Scotopically balanced ERG

- patient with a normal retina will give an equal amplitude response to the blue and red stimuli under dark- or light-adaptation - a patient with a rod dystrophy would demonstrate a lower-amplitude response to blue than to red (not shown)

Photopic ERG

- predominantly cone function (but rods too) - single, red flash (b/c less likely to stimulate rods) - high frequency flicker (>20Hz) -> rods recover more slowly than cones so they cannot follow a high frequency flicker - high intensity (bright) diffuse flash also minimized rod participation

Scotopic ERG

- predominantly rod function (but cones too) - dark-adapted subject - single, dim, blue flash (b/c less likely to stimulate cones and disrupt dark-adaptation; rods are more sensitive to blue light than are cones) **No a-wave and b-wave has smaller amplitude

Scotopic Threshold Response (STR)

- recording: fully dark-adapted eye, very dim (near-threshold), full-field flash - Origin: Proximal inner retina (muller cells and Aii Amacrine cells) - clinical value: Juvenile X-linked retinoschisis and Early Diabetic Retinopathy

ERG: The big picture

- ERG recording, the fast oscillations (FO) are the primary focus - the fast oscillation is generated by a light-evoked decreased in chloride ion concentration within the RPE cells and the accompanying hyperpolarization of the basal membrane of the RPE - when clinicians and researchers talk about the ERG, they're generally referring to those changes in the retinal potential that occur within the first few seconds of a flash of light - in clinical practice the most important components of the ERG are the a and b waves (circled in red) *FO in normal subjects is very sensitive to abrupt changes in blood glucose -> there is an increase in the amplitude of the fast oscillations

ERG components, Granit

- Granit studied the ERG by slowly increasing the amount of anesthesia given to an animal while recording ERG P I: a slow, "cornea-positive" response was the first to disappear P II: an earlier "cornea-positive" response, disappeared second P III: the "cornea-negative" response that remains when P I and P II are extinguished -> this also disappears with further anesthesia

Oscillatory Potentials and Pathology

- OPs are very sensitive to ischemia, so their attenuation in an ERG in which the a and b waves are normal can be used as an indication of mild ischemia in the inner retina - OPs are severely attenuated in a number of retinal degenerations, including diabetic retinopathy, hypertensive retinopathy, central retinal artery and vein occlusions, etc. - each individual OP can be attenuated or abolished by specific experimental conditions or pathologies, suggesting that each could represent a separate electrical event, structure, or pathway **however, the precise origin of each OP is still unknown -> when the origin is discovered the OPs will likely become more clinically useful

ERG measurements of interest

- amplitude - implicit time - latency

Focal ERG and Epimacular Membrane

- before surgery, VA in affected eye = 20/125 - 6 months after surgery, VA = 20/32 - post-surgically, focal ERG has greater amplitude and faster implicit time than pre-surgically

Diffuse flash ERG

- can be applied to a dark or light-adapted eye - "Standard" (white) stimulus - scotopic - photopic = use flicker - scotopic balance

Focal ERG

- small, flickering spot (no rod input once flicker is fast enough) - signal averaging is required - stray light can be a problem when it lights up other areas - most often used for macular disorders but can be applied to any small area of the retina (~10deg diameter)

Pattern ERG (PERG)

- use JET, gold foil, or DTL fiber electrode b/c need clear optical path! - pattern (contrast) reversal stimulus - response origin: inner retina (mainly ganglion cells) - clinical value: glaucoma, CRA occlusion, optic nerve trauma

ERG types

1. Diffuse Flash 2. Focal (fERG) 3. Multifocal (mfERG) 4. Pattern (PERG)

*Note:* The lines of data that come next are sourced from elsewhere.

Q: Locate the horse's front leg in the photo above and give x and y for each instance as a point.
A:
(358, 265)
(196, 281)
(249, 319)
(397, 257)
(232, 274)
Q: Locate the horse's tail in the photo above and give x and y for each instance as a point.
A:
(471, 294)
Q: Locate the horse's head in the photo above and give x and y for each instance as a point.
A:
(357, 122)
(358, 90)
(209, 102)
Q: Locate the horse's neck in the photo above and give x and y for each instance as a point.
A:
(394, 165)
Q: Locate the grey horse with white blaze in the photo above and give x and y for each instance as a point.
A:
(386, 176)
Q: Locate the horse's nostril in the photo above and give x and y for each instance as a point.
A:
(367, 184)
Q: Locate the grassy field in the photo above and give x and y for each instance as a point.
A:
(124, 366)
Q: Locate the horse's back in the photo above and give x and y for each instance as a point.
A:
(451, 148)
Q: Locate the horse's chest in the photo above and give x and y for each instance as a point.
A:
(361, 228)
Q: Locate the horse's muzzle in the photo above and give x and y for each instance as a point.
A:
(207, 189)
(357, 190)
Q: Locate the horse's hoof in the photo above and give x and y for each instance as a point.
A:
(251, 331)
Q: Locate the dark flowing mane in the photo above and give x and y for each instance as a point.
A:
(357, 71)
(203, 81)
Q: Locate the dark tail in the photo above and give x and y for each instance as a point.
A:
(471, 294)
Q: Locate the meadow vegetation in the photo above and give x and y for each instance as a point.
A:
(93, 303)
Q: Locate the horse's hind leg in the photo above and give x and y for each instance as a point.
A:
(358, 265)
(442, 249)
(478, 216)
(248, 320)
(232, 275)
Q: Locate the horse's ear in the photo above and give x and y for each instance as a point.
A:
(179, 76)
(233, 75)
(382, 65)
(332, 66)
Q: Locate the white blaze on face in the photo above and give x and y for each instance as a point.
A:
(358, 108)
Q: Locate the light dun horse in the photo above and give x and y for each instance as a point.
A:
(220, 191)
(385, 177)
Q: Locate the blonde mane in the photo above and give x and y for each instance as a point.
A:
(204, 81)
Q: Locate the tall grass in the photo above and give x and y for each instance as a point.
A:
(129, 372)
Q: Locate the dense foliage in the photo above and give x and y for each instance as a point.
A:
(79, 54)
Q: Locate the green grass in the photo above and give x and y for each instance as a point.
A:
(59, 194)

Standard flash ERG components

1. Early Receptor Potential (ERP) 2. a-wave 3. Oscillatory Potentials (OPs) 4. b-wave 5. Afterpotential 6. c-wave

When we are evaluating and ERG for changes from normal, what do we look for?

1. amplitude (uV) 2. implicit time (msec)

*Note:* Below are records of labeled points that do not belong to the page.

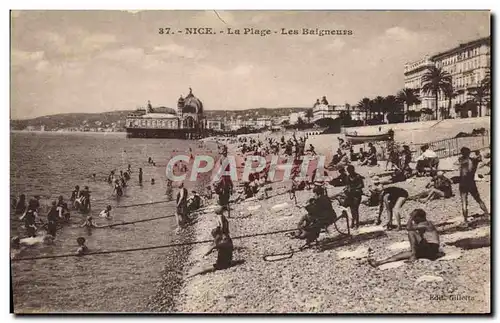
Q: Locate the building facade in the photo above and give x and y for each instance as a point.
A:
(162, 122)
(322, 111)
(468, 64)
(215, 124)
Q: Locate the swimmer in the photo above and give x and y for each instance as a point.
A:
(82, 248)
(392, 198)
(106, 213)
(118, 189)
(224, 246)
(62, 208)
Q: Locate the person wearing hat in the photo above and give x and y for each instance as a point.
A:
(467, 184)
(428, 158)
(20, 206)
(222, 221)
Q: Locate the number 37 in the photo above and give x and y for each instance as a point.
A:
(162, 31)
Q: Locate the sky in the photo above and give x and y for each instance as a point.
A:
(97, 61)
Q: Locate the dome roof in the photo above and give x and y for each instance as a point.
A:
(163, 110)
(192, 104)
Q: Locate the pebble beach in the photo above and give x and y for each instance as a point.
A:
(335, 277)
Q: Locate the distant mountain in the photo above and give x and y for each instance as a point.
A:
(113, 119)
(116, 119)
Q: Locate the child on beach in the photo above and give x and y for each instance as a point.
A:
(224, 246)
(424, 240)
(106, 213)
(467, 185)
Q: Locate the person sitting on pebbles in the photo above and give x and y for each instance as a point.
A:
(424, 240)
(320, 215)
(224, 246)
(392, 198)
(438, 187)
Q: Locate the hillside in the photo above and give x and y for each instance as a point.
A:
(116, 119)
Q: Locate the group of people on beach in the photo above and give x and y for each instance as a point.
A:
(422, 234)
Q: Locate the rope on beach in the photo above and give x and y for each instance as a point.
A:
(141, 204)
(148, 248)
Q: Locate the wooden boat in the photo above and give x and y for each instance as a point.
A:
(359, 139)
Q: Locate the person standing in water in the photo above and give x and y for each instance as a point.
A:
(181, 205)
(52, 219)
(118, 189)
(21, 204)
(354, 192)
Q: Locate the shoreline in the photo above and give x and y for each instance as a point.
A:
(321, 280)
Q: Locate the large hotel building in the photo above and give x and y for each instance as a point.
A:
(467, 64)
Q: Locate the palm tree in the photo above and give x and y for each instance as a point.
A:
(390, 105)
(434, 81)
(364, 105)
(408, 97)
(449, 93)
(479, 95)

ERG standard procedure (dark adapted)

1. dark adapt 35-40 mins 2. anesthetize subjects cornea (proparacaine) 3. dilate pupil (tropicamide & phenylephrine) 4. attach electrode: either corneal contact lens OR forehead (neg), corneal (pos), behind eye (reference/ground) 5. the retina is then illuminated with different wavelengths, intensities, and rates of flashed light stimuli 6. the electric responses are obtained by the electrode and then analyzed by computer **if light-adapted responses are to be obtained, these are done after the dark-adapted responses

Pattern ERGs wave components

N35, P50, N95 N: negative going P: positive going - these components are ONLY labeled this way for PREG **note: once the pattern flickers too quickly, the parts of the wave become unclear

ERG electrodes types

Non-disposable: - burian-allen electrode - JET electrode - Gold Foil Electrode Disposable: - DTL Fiber Electrode

Which retinal layers contribute to ERG?

Photoreceptors! (rods and cones only) - bipolars inwards, cannot contribute to ERG because their responses are blocked by interneurons

difference in response to a bright white diffuse flash between dark-adapted and light-adapted retina

Same intensity flash produced different ERG under dark- vs light-adapted conditions - remember that in both cases, both rods and cones contribute, but in light-adapted eyes, the rods are limited in how much they can contribute

Electroretinography

The recording of the temporal sequence of changes in the potential of the eye when the retina is stimulated with a brief flash of light - a standard clinical protocol for recording ERG's was developed in 1989 to make ERG's taken at different clinics and labs comparable - today the ERG is used primarily to diagnose retinal degenerations

Rods and Cones distribution throughout retina

They are distributed differently throughout the retina - even through cone density is greatest at the fovea, 90% of cones are located outside the fovea - 120 million rods, 9 million cones **remember that this means that a bright white flash on a dark-adapted retina, the response generated is by both rods and cones, but mainly rods

Anatomy of Dark-adapted ERG (brief, high energy diffuse white flash; "standard ERG")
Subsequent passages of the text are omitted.